Peters cited a 2001 Tim Eyman ballot measure (Initiative 747) that restricted cities from raising property taxes more than one percent.
“Under the Eyman measure, the City’s property tax revenue can’t even keep up with inflation,” Peters said. “…the regional inflation rate for the past 12 months was 3.8 percent.”
He further noted that the 1 percent raise is significantly small when compared to other recent voter-approved tax increases such as the bond measure for the reconstruction of Wilkes School, or almost doubling the tax rate for EMT services.
The city’s 2012 budget was also passed by a 4-0 vote — with two council members not present and one, Debbi Lester, abstaining.
“I abstained because although the administration had $1.5 million in reductions, they had $2 million in increases,” Lester said. “And another part that concerned me were those increases were primarily staff and professional service increases.”
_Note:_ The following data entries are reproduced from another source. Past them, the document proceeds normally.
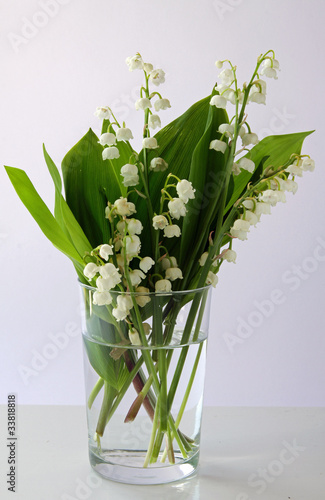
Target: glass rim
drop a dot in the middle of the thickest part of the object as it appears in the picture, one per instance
(153, 294)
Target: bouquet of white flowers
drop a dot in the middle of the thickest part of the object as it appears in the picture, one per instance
(147, 233)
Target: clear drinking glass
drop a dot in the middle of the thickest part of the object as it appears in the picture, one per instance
(144, 399)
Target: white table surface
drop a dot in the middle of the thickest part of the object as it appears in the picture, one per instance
(285, 445)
Lester also noted that all council members were not present to vote and she felt they should be on matters such as the budget.
During discussion over the budget, council member Hilary Franz proposed an idea to help solve an lingering issue regarding permit fees for the current road ends project. The volunteer Road Ends Committee hasn’t been able to do any work on various road ends spanning the island due to permit fees the city is legally required to charge.
Franz proposed that the city use interest earned from the $2 million the city received from a settlement with the Washington State Ferries to pay for the permits. Her proposal was approved by a 3-2 vote.